For the last several months, at local schools, social service agencies, senior citizen centers, art galleries and even ice cream shops, Tallahassee residents have made human-figure bones out of clay: fingers, legs, skulls, arms, spines, feet, etc. On Saturday, they will display their handiwork to the community — which they hope will join them in protesting international genocide.
The event is part of the Million Bones Project, a national effort to place 1 million handmade clay bones on the National Mall in Washington D.C. in May 2013. The project, conceived by New Mexico artist Naomi Natale two years ago, is intended to raise awareness of the millions of victims of political and tribal killings in Africa, Asia and the Mideast.
Students Rebuild and the Bezos Family Foundation have pledged $1 for every bone made up to $500,000. The money will go to victims of violence in the Republic of Congo and Somalia.
Beginning at noon Saturday, participants will lay out bones along the center walkway of Bloxham Park, one of the chain of parks between Monroe and Calhoun streets. Participants are encouraged, but not required, to wear white in solidarity with the white clay bones.
“These bones symbolize the bones of the victims of violence,” said Jane McPherson, organizer of the event. “(Those victims) never experienced any kind of respectful burial. This is their first opportunity to experience that respect.”
Tallahassee is one of 34 state capitals participating in Saturday’s “Day of Action” ceremonies, as organizers try to bring the issue before political leaders. And it’s been one of the most successful. About 200,000 bones have been made around the nation, with Tallahassee having already produced the 6,500 bones that will be placed in Bloxham Park.
“Tallahassee has really embraced this project; 6,500 will be one of the biggest installations (in the 34 capitals),” said Kathleen McEuen, national liaison for the Albuquerque-based Million Bones Project. “It’s incredibly inspiring to see.”
Tallahassee’s success is largely a tribute to McPherson, who teaches in the Florida State University College of Social Work as she pursues her Ph.D. in social work. A year ago, a friend introduced her to the Million Bones Project — and McPherson was galvanized. She began having her students make bones and brought in speakers from countries torn by genocide. She recruited local artists and schools to hold bone-making sessions and has organized 25 bone-making events since January.
McPherson spent 20 years as a licensed clinical social worker and therapist, often working with low-income residents, before returning to FSU in 2009. She became convinced many of her clients suffered a basic lack of human rights (“a decent job, a decent place to live, a standard of living above the poverty level”) and returned to education hoping to improve the help they received from people like her.
“My goal is to teach social work from a human rights perspective and this project is exactly the kind of thing I want to do,” said McPherson, 48, a married mother of two teenagers. “I saw this as a way to engage my students in community practice and get them involved in the tradition of social work, based around human rights.”

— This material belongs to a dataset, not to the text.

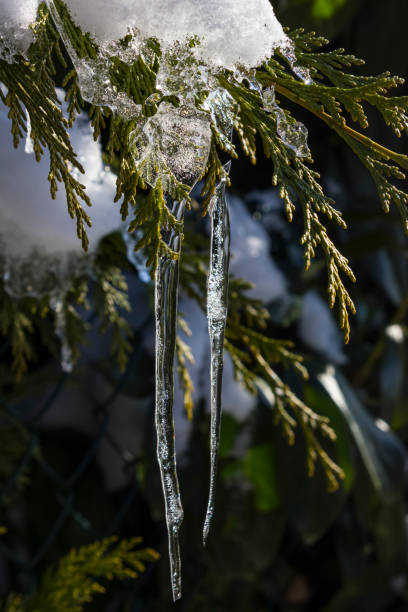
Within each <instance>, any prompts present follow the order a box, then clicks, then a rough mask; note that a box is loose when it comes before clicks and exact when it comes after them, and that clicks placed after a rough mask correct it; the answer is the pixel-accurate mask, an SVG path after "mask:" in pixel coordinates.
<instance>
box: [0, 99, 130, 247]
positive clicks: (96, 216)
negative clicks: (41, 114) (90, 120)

McPherson’s energy inspired students such as Melise Brown and Caroline Labarga, who have participated in many bone-making events and are organizing students to continue making bones through next year.
Brown is the daughter of a Jacksonville federal prosecutor, Rodney Brown, who was sent to Iraq to prosecute Saddam Hussein for human rights violations in that country.
She said she knew little about genocide until her father’s experience and McPherson’s class.
“This project really set me on fire; I don’t know how anyone cannot have a heart about genocide and I wanted to bring it to FSU,” said Brown, who graduates in December and wants to work for a human rights organization. “I think this project is really raising awareness because I know I was not the only one not educated on the subject.”
Mukweso Mwenene said such awareness is critical. Mwenene is a native of the Democratic Republic of the Congo, whose country has been a victim of warfare in neighboring Rwanda and the exploitation of the Congo’s natural resources.
Members of Rwanda’s warring tribes have continued their fight in the Congo – “(Rwanda) instituted a policy of hot pursuit, which is the international equivalent of (Florida’s controversial gun law) ‘Stand your ground,’ ” Mwenene said – while other armed groups try to dominate the market in Congolese gold, timber and coltan, a valuable mineral used in cell phones.
Those forces have conscripted young Congolese boys into their armies and made a practice of raping women in every village they invade – in front of their husbands and families.
Yet the world is little aware of the atrocities in his home country, Mwenene said, a situation the Million Bones Project is helping to change.
“This project is critical to exposing this violence,” said Mwenene, an administrator with the Florida Department of Children and Families, who has lived in Tallahassee since the 1980s, when he came to get a graduate degree at FSU. “All this will bring it to people’s attention. People in Tallahassee are going to come out and see these bones and that will trigger some thought.”
Hopefully, the thoughts continue past Saturday. McPherson said local participants will keep making bones, and keep enlisting new participants, through the 2013 event in Washington D.C.
“This is just the beginning,” McPherson said. “We want to keep these bones in public view and keep this issue in public discussion.”